Chocoball, panggilan untuk Rembulan dari orang-orang yang selalu mengejek dan memandang fisiknya buruk. Bahkan ada yang mengatakan bola berjalan, gentong, galon, dan hinaan menyakitkan di telinga Rembulan.
"Wih, chocoball mau ke mana, nih?" seru salah satu lelaki yang Rembulan ketahui bahwa dia adalah teman Pelangi. Meski tidak benar-benar mengejek, tapi panggilan itu sudah seperti hal yang biasa dilontarkan untuk Rembulan. Rembulan tidak tahu dari mana dan siapa yang mencetuskan kata chocoball untuknya. Terlebih lagi murid kelas dua belas yang notabenenya adalah teman-teman Pelangi, entah teman sekelas atau tidak, tapi mereka satu angkatan.

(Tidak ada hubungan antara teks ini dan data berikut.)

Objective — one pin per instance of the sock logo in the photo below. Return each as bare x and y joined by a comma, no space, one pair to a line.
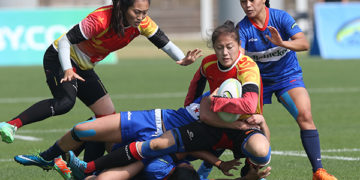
190,134
127,152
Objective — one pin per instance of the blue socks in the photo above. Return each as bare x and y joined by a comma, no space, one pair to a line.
51,153
311,143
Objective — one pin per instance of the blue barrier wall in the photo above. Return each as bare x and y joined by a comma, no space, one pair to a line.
338,30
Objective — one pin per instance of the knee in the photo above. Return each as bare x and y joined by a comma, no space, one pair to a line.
81,131
305,116
63,105
258,149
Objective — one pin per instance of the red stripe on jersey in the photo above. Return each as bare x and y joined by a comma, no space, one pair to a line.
245,105
134,152
195,89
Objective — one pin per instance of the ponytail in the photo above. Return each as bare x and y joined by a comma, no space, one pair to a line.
118,15
267,3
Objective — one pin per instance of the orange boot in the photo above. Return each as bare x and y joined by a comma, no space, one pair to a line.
321,174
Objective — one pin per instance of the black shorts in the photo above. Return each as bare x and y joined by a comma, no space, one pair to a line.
198,136
88,92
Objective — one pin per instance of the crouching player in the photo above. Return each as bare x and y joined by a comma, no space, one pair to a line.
196,136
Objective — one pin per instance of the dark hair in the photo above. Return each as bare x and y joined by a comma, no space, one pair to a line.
228,28
118,14
181,173
267,3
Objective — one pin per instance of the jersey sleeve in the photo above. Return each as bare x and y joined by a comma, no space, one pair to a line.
289,24
196,88
249,76
242,34
94,24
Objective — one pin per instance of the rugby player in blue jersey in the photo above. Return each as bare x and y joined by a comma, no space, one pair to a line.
271,38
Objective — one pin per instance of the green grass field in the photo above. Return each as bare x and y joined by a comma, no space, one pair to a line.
156,82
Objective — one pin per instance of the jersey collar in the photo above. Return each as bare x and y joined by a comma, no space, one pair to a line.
266,21
228,69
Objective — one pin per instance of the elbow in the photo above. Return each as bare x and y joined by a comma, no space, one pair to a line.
306,46
204,117
250,109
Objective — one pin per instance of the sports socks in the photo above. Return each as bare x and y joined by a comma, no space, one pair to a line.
119,157
36,112
311,143
94,150
51,153
16,122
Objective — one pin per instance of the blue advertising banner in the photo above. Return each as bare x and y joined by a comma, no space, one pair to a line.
338,30
25,34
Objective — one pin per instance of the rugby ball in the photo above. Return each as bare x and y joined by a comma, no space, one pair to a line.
230,88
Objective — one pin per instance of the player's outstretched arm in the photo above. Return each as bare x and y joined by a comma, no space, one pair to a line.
190,57
298,41
254,174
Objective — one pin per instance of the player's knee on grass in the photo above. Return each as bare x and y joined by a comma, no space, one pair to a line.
63,105
257,149
80,131
169,142
66,102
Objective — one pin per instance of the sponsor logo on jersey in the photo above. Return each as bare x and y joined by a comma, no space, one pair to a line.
273,54
252,40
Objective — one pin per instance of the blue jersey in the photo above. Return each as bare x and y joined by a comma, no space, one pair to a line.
276,63
182,116
147,124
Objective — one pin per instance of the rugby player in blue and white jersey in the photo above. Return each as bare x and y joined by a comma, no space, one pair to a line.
271,38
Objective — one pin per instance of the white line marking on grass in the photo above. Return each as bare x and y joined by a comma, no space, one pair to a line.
341,150
113,96
169,95
303,154
34,131
27,138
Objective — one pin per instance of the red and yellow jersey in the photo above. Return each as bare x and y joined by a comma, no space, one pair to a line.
244,69
101,39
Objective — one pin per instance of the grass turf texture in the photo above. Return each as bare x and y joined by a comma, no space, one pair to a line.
154,81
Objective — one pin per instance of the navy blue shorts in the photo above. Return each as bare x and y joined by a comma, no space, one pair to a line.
281,87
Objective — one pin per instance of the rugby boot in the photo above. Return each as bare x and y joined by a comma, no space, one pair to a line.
34,160
321,174
7,132
61,167
77,166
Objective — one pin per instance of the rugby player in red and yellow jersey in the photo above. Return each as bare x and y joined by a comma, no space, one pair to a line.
69,61
228,62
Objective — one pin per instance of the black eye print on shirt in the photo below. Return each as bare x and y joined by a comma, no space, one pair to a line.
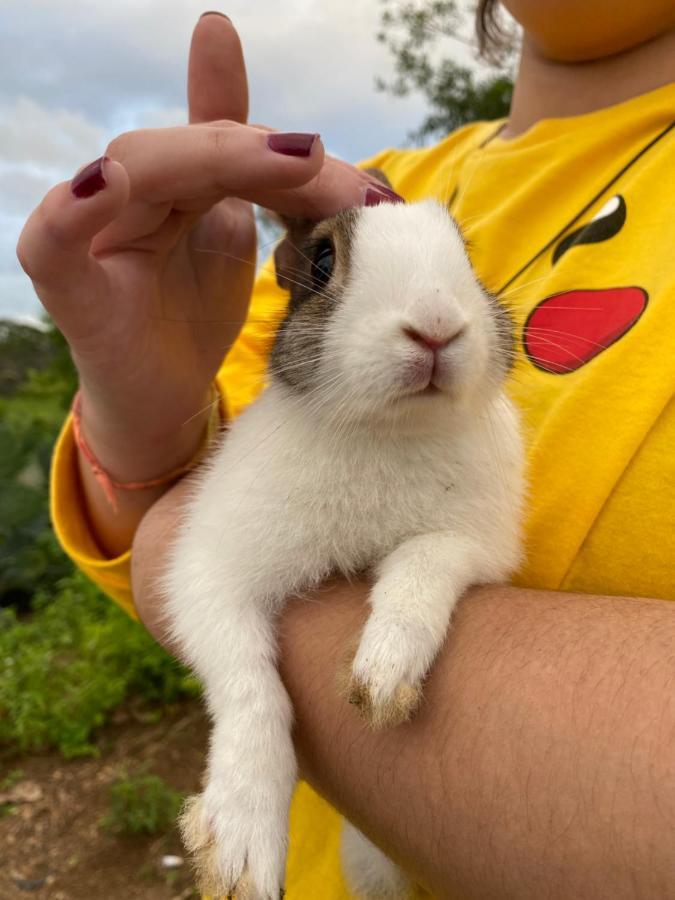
604,225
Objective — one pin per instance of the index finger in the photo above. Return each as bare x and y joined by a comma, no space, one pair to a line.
337,185
217,85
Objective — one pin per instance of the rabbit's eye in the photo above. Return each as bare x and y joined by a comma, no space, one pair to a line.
322,265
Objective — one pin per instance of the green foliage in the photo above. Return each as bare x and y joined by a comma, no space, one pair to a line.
33,405
76,659
141,804
411,30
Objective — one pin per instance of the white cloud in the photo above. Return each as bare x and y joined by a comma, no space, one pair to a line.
74,73
31,133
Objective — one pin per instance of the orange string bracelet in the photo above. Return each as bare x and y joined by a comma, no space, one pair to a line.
109,485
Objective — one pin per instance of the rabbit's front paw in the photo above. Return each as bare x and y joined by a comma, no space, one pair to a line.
383,707
384,680
238,851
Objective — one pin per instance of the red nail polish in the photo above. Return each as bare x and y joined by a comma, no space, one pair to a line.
292,143
90,180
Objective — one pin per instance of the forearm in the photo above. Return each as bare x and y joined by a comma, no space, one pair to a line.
132,458
542,762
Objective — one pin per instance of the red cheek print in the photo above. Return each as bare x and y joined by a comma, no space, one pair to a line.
567,330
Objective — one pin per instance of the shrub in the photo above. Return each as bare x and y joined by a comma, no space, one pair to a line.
141,804
65,669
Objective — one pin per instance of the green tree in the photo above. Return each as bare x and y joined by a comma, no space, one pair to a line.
419,34
37,385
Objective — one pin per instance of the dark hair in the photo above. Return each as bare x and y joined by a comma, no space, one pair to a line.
494,41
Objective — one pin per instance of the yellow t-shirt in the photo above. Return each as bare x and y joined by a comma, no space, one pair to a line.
572,224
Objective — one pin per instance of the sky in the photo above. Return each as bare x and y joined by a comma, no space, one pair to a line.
75,73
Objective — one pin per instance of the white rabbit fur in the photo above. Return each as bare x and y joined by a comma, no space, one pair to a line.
345,463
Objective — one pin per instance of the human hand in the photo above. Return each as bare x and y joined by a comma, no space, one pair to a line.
148,272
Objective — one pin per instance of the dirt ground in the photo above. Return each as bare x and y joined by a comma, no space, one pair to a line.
52,846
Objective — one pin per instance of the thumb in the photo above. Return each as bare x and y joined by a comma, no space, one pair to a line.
53,247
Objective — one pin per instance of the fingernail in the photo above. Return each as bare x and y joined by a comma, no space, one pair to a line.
90,180
373,197
292,143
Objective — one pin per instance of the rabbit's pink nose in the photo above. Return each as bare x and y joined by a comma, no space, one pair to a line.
433,342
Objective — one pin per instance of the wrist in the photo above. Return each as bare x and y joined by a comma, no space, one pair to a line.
139,448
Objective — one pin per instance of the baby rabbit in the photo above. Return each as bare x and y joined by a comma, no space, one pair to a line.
383,442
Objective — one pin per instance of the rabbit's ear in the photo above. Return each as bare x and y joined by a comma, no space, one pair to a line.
289,260
379,175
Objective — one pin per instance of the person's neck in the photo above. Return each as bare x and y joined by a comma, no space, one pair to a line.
547,89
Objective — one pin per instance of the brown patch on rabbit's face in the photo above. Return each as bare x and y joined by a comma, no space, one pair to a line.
302,267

Teman-teman Pelangi memang sering memanggil Rembulan dengan sebutan chocoball. Ketika Rembulan melewati lorong kelas dua belas, maka panggilan itu sering dia dengar. Rembulan tidak bisa menghindari koridor kelas dua belas karena itu merupakan penghubung kelasnya menuju kantin, perpustakaan dan masjid. Rembulan sebenarnya malas, terlebih ketika teman-teman Pelangi mengetahui bahwa dia pernah menuliskan surat untuk kakak pamong yang Rembulan tujukan untuk Ketua OSIS. Rembulan mengatakan dalam surat itu bahwa dia memuji Ketua OSIS yang tampan. Dari sanalah Rembulan benar-benar menyesal pernah menuliskannya dan berakhir diolok-olok oleh teman-teman seangkatan Pelangi.
Rembulan tidak menghiraukannya, dia tetap berjalan hingga kekehan di belakangnya sudah tidak terdengar ketika dia berhasil melewati lorong kelas dua belas.
"Lan, lo nggak apa-apa, kan?" tanya Pita dengan laptop di tangannya. "Gue pengen marahin kakak kelas tadi, tapi gue malu, Lan, ada banyak kakak kelas nanti malah jadi masalah. Lagi pula, gue takut disangka cari muka dan songong sama kakak kelas. Maaf, ya, Lan."
"Iya, Lan. Maaf, ya, gue juga cuma diem aja tadi. Soalnya malu kalau ngelewatin kakak kelas gitu, Lan." ucap Yura merasa tidak enak, sama seperti Pita.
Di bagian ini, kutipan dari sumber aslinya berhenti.